0.9

703 69 50
                                        

"Jungkook'u görmeye geldim, beni görmek isteyecektir," dedi beni ciddiye almadığını göstererek. Yüzünde kendini beğenmiş bir ifade vardı. "Göremeyeceksin, ne yazık, onun seni görmek isteyeceğini sana düşündüren nedir?"

Başını geriye doğru atarak seslice güldü. Gülüşü güzel ama sinir bozucuydu. Açıkta kalan boynuna parmaklarımı sarmamak için kendimi zor tutuyordum. Çok küstahtı.

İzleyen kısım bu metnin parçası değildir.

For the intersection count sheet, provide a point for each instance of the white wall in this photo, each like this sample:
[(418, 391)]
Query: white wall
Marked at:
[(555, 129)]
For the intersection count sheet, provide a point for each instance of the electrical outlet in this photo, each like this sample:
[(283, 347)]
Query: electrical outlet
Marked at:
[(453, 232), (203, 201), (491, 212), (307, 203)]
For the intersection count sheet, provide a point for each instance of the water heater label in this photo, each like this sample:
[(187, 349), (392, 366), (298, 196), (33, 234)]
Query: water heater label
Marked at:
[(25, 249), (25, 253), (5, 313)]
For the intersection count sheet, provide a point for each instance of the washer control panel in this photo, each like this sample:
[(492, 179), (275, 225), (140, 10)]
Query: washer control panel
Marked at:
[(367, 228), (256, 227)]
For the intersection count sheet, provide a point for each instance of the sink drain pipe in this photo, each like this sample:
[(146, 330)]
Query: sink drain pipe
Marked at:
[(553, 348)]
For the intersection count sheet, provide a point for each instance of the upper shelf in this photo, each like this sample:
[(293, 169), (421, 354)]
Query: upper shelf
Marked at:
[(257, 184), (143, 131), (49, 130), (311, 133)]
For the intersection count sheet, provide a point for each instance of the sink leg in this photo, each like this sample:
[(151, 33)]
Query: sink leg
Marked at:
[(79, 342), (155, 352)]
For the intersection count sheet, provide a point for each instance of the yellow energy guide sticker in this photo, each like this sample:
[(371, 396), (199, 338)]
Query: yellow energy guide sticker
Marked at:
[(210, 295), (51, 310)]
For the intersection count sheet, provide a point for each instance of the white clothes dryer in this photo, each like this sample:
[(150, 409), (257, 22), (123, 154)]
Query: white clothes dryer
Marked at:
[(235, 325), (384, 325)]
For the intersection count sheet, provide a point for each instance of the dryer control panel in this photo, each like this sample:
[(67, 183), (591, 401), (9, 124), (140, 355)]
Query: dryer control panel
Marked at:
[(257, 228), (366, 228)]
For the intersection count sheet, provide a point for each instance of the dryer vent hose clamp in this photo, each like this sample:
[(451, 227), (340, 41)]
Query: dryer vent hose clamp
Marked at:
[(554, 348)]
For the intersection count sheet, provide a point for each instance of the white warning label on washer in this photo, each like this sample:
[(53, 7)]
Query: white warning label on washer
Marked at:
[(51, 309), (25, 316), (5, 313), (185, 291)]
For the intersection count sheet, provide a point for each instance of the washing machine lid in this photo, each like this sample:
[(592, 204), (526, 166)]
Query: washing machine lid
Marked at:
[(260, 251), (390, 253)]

"Jungkook'a fotoğraflarımızı vereceğim."

Kaşlarım havalandığında öylece suratına baktım. Bedenimi çiğnemesi gerekirdi şu an içeri geçebilmesi için. Çünkü Jungkook sarhoşken gerçekten duygusal bir adam oluyordu.

Ve onun duygusal yanına şahit olması gereken tek kişi bendim.

"Boşuna uğraşma," dedim yerimden kıpırdamadan. "Ben bu evde yaşadığım sürece asla içeri giremeyeceksin."

İçeriden Jungkook'un sızlanma sesleri geldiğinde elini kapıya yaslayan Lalisa'yı umursamadan tüm gücümü kullanarak kapıyı kapattım. Zili çalması, kapıyı yumruklaması herhangi bir şekilde kapıyı açmamı sağlamayacaktı.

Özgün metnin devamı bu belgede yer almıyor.